Taggert clearly did not like this idea, but he did stand aside to let Marcus in.
“Come here, my lord,” said Miss Sewell.
Marcus stared at the staircase, feeling certain that Helene must be somewhere at the top, but he turned away. He’d been fool enough and bestial enough during the past few hellish days. It was time to remember who he actually was.
Miss Sewell was standing in the middle of the parlor. He went in, his hat, quite literally in his hand and she folded her arms to face him squarely. He had a feeling if she’d had access to a sword, she would have drawn it. “Lady Helene does not wish to see you, my lord.”
“Please, Miss Sewell, I must speak with her. You are her friend. Talk with her. Persuade her.”
“Why should I do that?”
“Because I love her, Miss Sewell. And she loves me.”
But this declaration elicited nothing stronger than a sardonic curling at the corner of her wide mouth. “Perhaps she did, but something seems to have happened.”
“Yes, it did, and I have to explain!” He could not help but glance over his shoulder, in the vain hope that Helene might have come down the stairs to hear him. But the foyer remained empty, except for Taggert, who was vigorously polishing the brass and giving Marcus a look that could have peeled paint.
“Lord Windford, if I thought this was simply a lover’s quarrel, I would do as you ask,” said Miss Sewell. “But this is much more serious.”
“I know that!” he snapped. “That’s why I’m here!”
“My lord, Helene’s heart was more than broken when she was engaged to the Marquis of Broadheathe.”
“I know that, too.” His fists were clenching and unclenching. He was shaking. He had to get hold of himself. If he fell to acting like a brute, he’d never get past this woman, and he did want to act like a brute. He wanted to shove past her and storm up the stairs and break down whatever door separated him from Helene. “Helene told me herself.” In bed, pressed against him, when she loved him, when she trusted him.
“Did she tell you how close she came to dying?” asked Miss Sewell coolly. “I’ve spoken to the doctor who attended her at the time. Whatever has happened between you has opened those old wounds.”
“No,” he breathed. There was a ringing in his ears, and the room seemed to waver in front of him. “She isn’t . . . is she ill now?”
“Not yet. But she will be. She will not leave her room. She will not eat or speak to anyone, not even Adele or Madelene.”
“My God. This is my fault.”
Miss Sewell made no answer.
“I have to see her. How can I convince you?” He waited, but the only answer was more of Miss Sewell’s damnable cool silence.

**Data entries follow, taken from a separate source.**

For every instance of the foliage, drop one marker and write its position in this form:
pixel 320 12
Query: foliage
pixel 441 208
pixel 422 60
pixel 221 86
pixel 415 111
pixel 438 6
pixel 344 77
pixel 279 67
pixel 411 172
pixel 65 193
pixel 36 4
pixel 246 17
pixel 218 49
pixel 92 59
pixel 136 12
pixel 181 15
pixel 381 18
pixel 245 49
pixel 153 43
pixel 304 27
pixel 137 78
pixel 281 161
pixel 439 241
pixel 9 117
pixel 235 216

“Miss Sewell, I swear to you, upon my family name and my sacred honor, I love Helene, heart and soul I love her, and I want only her happiness. If after she hears my explanation she wants nothing more to do with me, I will leave. I’ll leave London if necessary. I’ll never bother her. I’ll ask for nothing but her happiness.” It will kill me, but I will do it. “I’m begging you, Miss Sewell. Please.”
***
Her hair had come loose. One lock slanted in front of her eyes. She should brush it away, but she could not seem to summon the strength.
She’d been here before. She remembered this feeling, as if her mind had become detached from her body to wander freely of its accord. Only then, it had roamed to an illuminated garden to hear a woman’s lecturing and a man’s lazy agreement, and it had stayed there. Now, it could not seem to settle but wandered restlessly from place to place. It was downstairs, still looking at Marcus. It was away in that new square with Madame d’Arnau and her sympathetic expression. It was in the claret parlor in Anandale House, with Mother and Father, and upstairs with her siblings.

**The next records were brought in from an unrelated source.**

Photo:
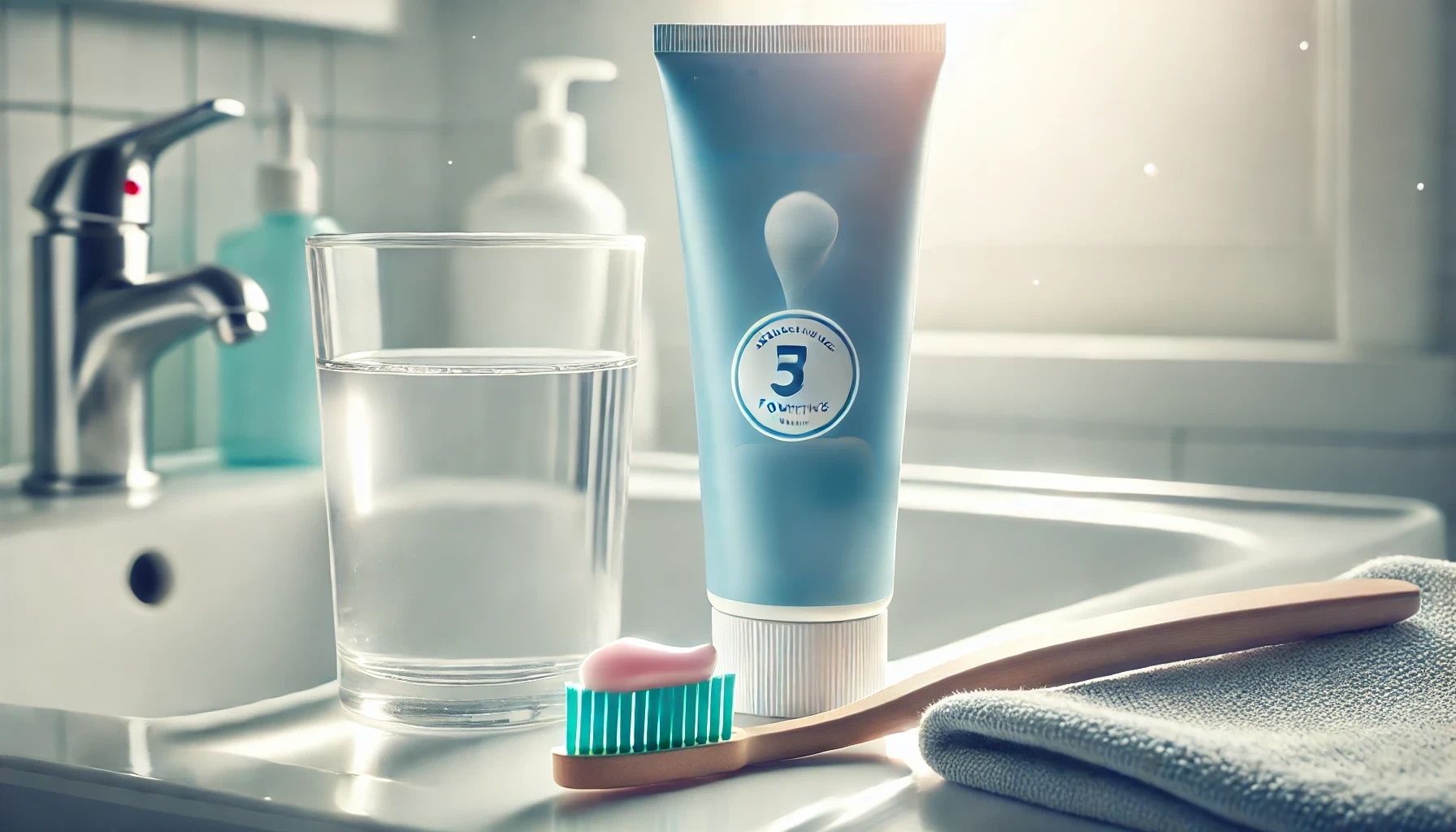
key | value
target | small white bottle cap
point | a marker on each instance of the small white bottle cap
(290, 183)
(798, 668)
(551, 134)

It was in a private, secret house with Marcus, listening to him tell her how very much he loved her.
She should have kept silent. She knew that. For Susannah’s sake, and Annie’s, and the boys, she should have grit her teeth and smiled and done whatever was necessary. But how could she? After what Broadheathe had done to her, how could she endure the same kind of humiliation again?
No. This was not the same humiliation. This was worse. Broadheathe had been forced on her. She had chosen Marcus of her own free will. With her own useless, idiotic, childish heart.
And now it was over. Ruined. Because she loved him and he had lied anyway and she could not endure it. She was weak, and for all her vaunted intelligence, she was a fool. Now her sisters and her brothers would pay the price. Because there would be no marriage and no school, and nothing but debt and degradation for them all, because Helene Fitzgerald could not accept that it was the absolute right of a gentleman to take his pleasure where he chose.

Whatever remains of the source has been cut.